Even as some sectors of the US economy see a return to growth, woes in commercial real estate are deepening, raising fears that the fragile recovery could falter.
Unlike the US home market, which has shown signs of rebounding, recovery is elusive in commercial real estate, a sector which includes apartments, offices and industrial and retail properties.
The Moody's commercial property index fell 3.0 percent in October, and remains 32.8 percent down from a year earlier and 40.3 percent lower than two years ago. "Although prices have declined steadily over the past year, the rate of decline has slowed in recent months after falling by about 8.0 percent in both April and May," Moody's said.
According to the Mortgage Bankers Association, loans for commercial and multifamily property activity fell 54 percent in the third quarter from a year ago. Loan originations were off 12 percent from the second quarter.
San Francisco Federal Reserve president Janet Yellen said the prospects for the industry are "worrisome."

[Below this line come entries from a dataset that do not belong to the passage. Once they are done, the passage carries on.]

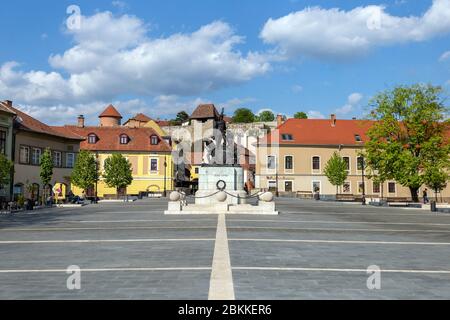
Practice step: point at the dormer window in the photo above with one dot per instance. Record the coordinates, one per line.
(92, 138)
(154, 140)
(124, 139)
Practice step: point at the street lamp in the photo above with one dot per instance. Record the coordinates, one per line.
(364, 184)
(165, 176)
(96, 178)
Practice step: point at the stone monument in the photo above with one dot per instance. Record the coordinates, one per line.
(221, 182)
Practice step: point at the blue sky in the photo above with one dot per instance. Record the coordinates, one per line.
(160, 57)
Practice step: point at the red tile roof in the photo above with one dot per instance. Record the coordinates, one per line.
(322, 132)
(5, 108)
(27, 123)
(111, 112)
(205, 111)
(109, 139)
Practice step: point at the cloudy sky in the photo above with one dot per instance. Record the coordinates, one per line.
(161, 57)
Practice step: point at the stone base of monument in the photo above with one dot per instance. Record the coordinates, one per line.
(265, 206)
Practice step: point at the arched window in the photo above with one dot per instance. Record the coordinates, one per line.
(124, 139)
(92, 138)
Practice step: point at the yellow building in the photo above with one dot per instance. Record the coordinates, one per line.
(149, 153)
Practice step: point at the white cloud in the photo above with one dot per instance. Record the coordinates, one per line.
(315, 115)
(353, 100)
(297, 88)
(113, 56)
(339, 34)
(445, 56)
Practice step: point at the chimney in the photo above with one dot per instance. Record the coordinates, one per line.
(8, 103)
(333, 120)
(81, 121)
(280, 120)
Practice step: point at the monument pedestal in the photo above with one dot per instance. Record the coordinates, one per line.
(210, 175)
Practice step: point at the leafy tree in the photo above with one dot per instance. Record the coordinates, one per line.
(266, 116)
(46, 173)
(336, 171)
(85, 173)
(117, 172)
(182, 117)
(300, 115)
(6, 168)
(407, 140)
(243, 115)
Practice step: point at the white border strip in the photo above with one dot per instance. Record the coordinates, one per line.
(221, 283)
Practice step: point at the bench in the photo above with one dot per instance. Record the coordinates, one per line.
(304, 194)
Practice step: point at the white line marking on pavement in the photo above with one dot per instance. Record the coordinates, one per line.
(106, 270)
(318, 213)
(104, 228)
(346, 242)
(343, 222)
(221, 283)
(102, 241)
(339, 270)
(338, 229)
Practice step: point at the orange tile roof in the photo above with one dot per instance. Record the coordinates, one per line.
(109, 139)
(322, 132)
(110, 111)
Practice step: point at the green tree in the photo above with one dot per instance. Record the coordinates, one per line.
(85, 173)
(243, 115)
(408, 128)
(266, 116)
(300, 115)
(6, 168)
(46, 173)
(336, 171)
(117, 172)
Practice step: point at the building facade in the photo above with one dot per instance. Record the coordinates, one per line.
(292, 160)
(31, 139)
(149, 154)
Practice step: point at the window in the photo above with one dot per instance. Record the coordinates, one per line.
(24, 155)
(36, 156)
(154, 140)
(360, 163)
(347, 163)
(124, 139)
(288, 186)
(316, 163)
(92, 138)
(316, 186)
(57, 159)
(376, 187)
(361, 187)
(391, 187)
(271, 162)
(289, 162)
(272, 186)
(153, 165)
(347, 188)
(2, 141)
(70, 160)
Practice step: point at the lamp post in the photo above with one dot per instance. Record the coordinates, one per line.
(277, 190)
(165, 176)
(96, 178)
(364, 184)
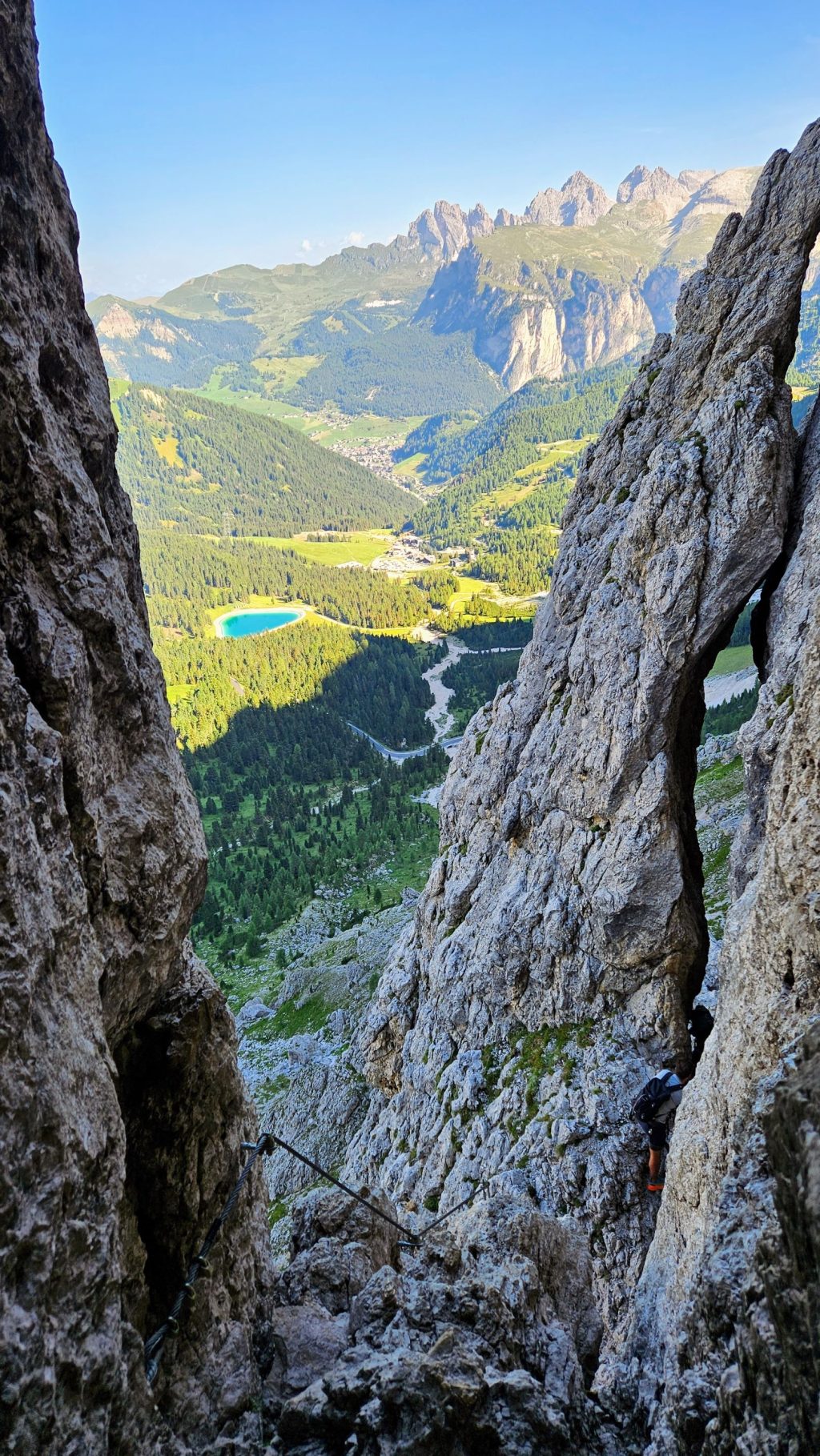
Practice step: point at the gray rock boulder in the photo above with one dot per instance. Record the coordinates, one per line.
(121, 1109)
(561, 938)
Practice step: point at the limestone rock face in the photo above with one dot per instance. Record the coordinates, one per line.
(446, 229)
(121, 1109)
(561, 938)
(475, 1342)
(736, 1244)
(577, 204)
(659, 185)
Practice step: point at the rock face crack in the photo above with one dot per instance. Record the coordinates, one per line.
(121, 1109)
(594, 917)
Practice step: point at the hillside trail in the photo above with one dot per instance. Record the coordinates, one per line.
(439, 714)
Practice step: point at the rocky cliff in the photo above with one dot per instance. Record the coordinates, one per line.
(561, 940)
(121, 1109)
(727, 1306)
(551, 963)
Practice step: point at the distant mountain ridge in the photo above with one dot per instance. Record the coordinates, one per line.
(577, 281)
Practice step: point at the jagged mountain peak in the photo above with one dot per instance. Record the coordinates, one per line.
(448, 229)
(693, 178)
(657, 185)
(578, 203)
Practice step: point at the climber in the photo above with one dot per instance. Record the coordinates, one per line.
(653, 1109)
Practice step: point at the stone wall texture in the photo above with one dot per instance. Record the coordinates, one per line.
(121, 1109)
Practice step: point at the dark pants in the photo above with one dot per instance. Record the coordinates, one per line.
(657, 1134)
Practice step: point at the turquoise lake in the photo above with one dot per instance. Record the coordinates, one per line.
(249, 622)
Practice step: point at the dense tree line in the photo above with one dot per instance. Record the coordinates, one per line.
(537, 414)
(807, 357)
(373, 682)
(291, 800)
(455, 515)
(475, 680)
(219, 469)
(187, 576)
(400, 371)
(727, 716)
(512, 632)
(521, 561)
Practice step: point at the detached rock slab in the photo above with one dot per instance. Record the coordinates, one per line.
(567, 894)
(474, 1342)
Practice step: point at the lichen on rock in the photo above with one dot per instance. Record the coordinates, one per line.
(569, 885)
(121, 1107)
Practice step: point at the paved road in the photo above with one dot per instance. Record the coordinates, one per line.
(729, 684)
(400, 755)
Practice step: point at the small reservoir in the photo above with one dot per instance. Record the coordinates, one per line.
(255, 619)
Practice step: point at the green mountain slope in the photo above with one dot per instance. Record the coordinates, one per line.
(391, 367)
(280, 300)
(140, 341)
(215, 469)
(506, 453)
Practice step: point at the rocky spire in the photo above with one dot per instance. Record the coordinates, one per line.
(446, 229)
(578, 203)
(561, 937)
(121, 1109)
(643, 185)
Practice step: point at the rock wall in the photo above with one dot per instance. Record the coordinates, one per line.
(727, 1306)
(561, 937)
(121, 1109)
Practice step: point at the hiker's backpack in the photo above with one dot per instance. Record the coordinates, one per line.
(651, 1098)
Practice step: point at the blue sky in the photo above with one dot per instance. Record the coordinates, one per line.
(199, 134)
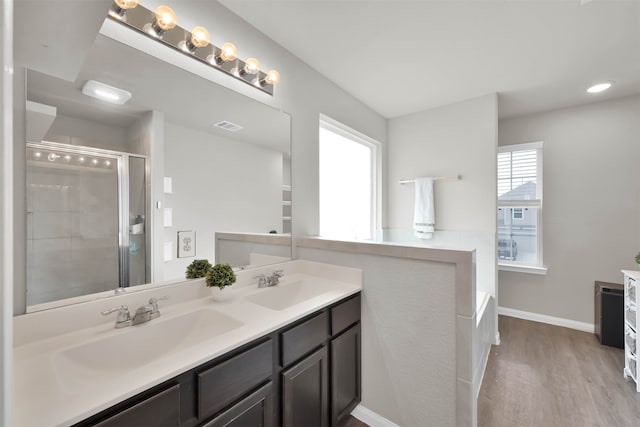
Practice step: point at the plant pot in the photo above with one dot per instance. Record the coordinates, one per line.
(221, 294)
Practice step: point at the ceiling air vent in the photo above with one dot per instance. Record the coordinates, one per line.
(231, 127)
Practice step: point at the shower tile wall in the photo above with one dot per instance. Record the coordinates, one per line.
(72, 232)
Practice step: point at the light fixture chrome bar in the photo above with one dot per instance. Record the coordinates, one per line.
(139, 17)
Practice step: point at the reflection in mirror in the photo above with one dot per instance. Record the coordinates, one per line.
(109, 187)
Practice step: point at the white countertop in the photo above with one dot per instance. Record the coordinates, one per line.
(50, 393)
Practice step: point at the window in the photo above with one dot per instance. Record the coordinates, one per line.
(517, 213)
(348, 182)
(520, 205)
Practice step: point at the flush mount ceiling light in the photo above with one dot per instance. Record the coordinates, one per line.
(161, 25)
(104, 92)
(599, 87)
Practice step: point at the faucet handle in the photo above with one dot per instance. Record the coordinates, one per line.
(155, 312)
(262, 280)
(124, 317)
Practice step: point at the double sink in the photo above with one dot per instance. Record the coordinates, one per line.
(126, 349)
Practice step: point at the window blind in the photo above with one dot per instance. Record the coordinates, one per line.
(518, 175)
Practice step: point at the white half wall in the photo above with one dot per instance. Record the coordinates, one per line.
(591, 212)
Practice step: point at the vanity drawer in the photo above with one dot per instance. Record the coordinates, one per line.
(223, 384)
(161, 409)
(345, 315)
(303, 338)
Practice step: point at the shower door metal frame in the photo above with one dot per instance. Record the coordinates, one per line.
(122, 159)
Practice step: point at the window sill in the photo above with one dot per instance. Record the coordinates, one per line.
(521, 268)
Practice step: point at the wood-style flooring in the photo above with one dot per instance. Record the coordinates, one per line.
(548, 376)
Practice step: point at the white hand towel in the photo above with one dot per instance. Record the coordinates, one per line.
(424, 212)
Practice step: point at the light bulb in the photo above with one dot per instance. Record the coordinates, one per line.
(600, 87)
(228, 52)
(273, 77)
(166, 18)
(126, 4)
(120, 8)
(199, 37)
(251, 66)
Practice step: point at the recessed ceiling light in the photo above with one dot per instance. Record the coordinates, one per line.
(105, 92)
(599, 87)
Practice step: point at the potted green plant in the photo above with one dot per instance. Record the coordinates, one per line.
(219, 277)
(198, 268)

"Commercial property didn't turn down until well after housing did," she said. "The sector's problems appear to stem in large part from the effects of the recession and the credit crunch, rather than the type of building boom and lax underwriting standards that tripped up housing."
The market for commercial mortgage-backed securities, Yellen said, "remains deeply distressed and issuance is meager despite support from the Fed."
A survey by the consultancy PricewaterhouseCoopers and the Urban Land Institute suggests the market may continue to slide into 2010. The survey respondents predict that commercial real estate vacancies will continue to increase and rents will decrease across all property sectors before the market hits bottom in 2010.
It projects value declines of 40 percent to 50 percent off 2007 market peaks, setting up the potential for big bargains.